Crystal Walls 2 – Godly Intolerance

Both the Red Sea and Jordan were doors of water and blood. They were two-edged flaming swords at the doorway to God.

As God’s bouncers, the Levites carried swords to keep non-priests out of the Holy Place. In the New Covenant, the Laver has been replaced by baptism. The waters of baptism are a doorway into the city of God, the ‘crystal’ walls of water standing up by the breath of God, and Christian elders are the new Levites at the twelve gates.

This means that the church can’t just accept everyone into membership. Nehemiah kicked Tobiah out of the Temple rooms but most modern churches would offer him a place on the worship team. The church, as a city with crystal walls, must be transparent so the world can see the enthroned Christ at her centre.

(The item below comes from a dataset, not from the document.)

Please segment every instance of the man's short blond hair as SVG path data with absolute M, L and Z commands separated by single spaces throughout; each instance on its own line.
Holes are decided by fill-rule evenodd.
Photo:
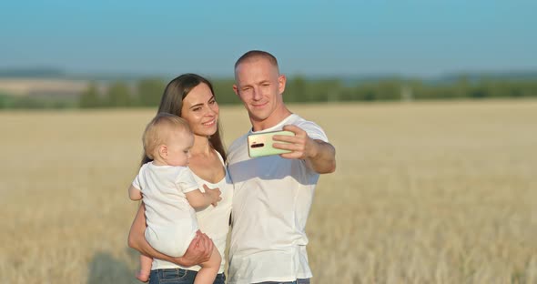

First century Israel muddied the waters by tolerating compromise. Pluralism and relativism can be traced back to the church of God. It’s the church’s fault. Secular humanism is just a perversion of Christianity.

Peter Leithart writes:

“The climax of the prophetic denunciation of the merchandising of Babylon in Revelation 18 is the judgment that Babylon/Jerusalem has “deceived” the nations “by your sorcery” (18:23). This is immediately followed by the charge that “in her was found all the blood of prophets and of saints and of all who have been slain on the earth” (18:24). Thus, the deceived people of the land become deceivers for the whole world. Sound familiar? Liberal churchmen deceive the nations into an ideology of tolerance and pluralism.”1

Babylon never changes. She tolerates everything, and kills anyone who disagrees. My point is, she is always a corruption of the true worship, a mediator gone bad, a narrow door made wide.